Hannibal lowered his hand. ‘You are right. None of those things are love. They are separate events, not unrelated, but they are not love. But they do not preclude love. You have always struggled with yourself Will. You have not accepted yourself. You could not imagine that anyone would love you if they knew you for the monster you perceive yourself to be.’ Hannibal paused. ‘It is no surprise that you cannot accept that you love a monster too.’

‘I couldn’t.’ Will was shaking his head. ‘I don’t.’

Hannibal sighed, a note of impatience in the exhalation. ‘That does not concern me Will. I am bound to you one way or another, and I have no interest in forcing the issue. This is about resolving your separating identities. Do you wish for my help in the matter or not?’

Will stared wretchedly at his feet, the cold reminder of the collar against his chin. He could try to strangle Hannibal right now, if he could get a proper hold on his throat before he slipped away. There was no guarantee the doctor was keeping the key to the collar’s padlock on him though, and it would just about be his luck to starve to death next to Hannibal’s bloated rotting half-eaten corpse.

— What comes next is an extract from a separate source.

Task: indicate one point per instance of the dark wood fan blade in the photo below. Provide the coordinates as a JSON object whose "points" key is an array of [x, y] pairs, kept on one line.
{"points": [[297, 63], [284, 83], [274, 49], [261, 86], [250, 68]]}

The thought caused a swell of something like hunger in Will, something that grew mobile, and moved in the undergrowth behind his eyes. This sensation, familiar enough now to be more terrifying than the starvation scenario, caused him to slide his eyes back up to Hannibal.

‘Yes.’

‘Yes what?’ Hannibal asked, tenderly.

‘Would you, please, help me.’

The needle slipped into his arm with a pinch. ‘Ah – goddamnit!’ Will yelled, stepping back, rubbing at the puncture. ‘Will you stop doing that!’

‘If all goes well, it may be the last time I have to.’

Will showed his teeth and continued to rub at his arm. ‘What was it?’

‘Just a little cocktail to help you with your therapy.’

Already, the lines that defined the forest around him seemed to be sharpening, the collar around his neck felt tighter, but the soreness in his limbs faded. He looked at his hand, and the dirt and leaf matter on them seemed to float on a separate layer above his skin.

Hannibal observed him and made a satisfied noise. ‘I think it’s time to make the formal introductions.’ Will swayed a little, reassessing his sense of balance, and turned his head to where Hannibal was looking.

At first he couldn’t see anything but a clearing in the forest with a stripe of bright light across it from one of the spot beams. Then a shape moved in the dark treeline beyond.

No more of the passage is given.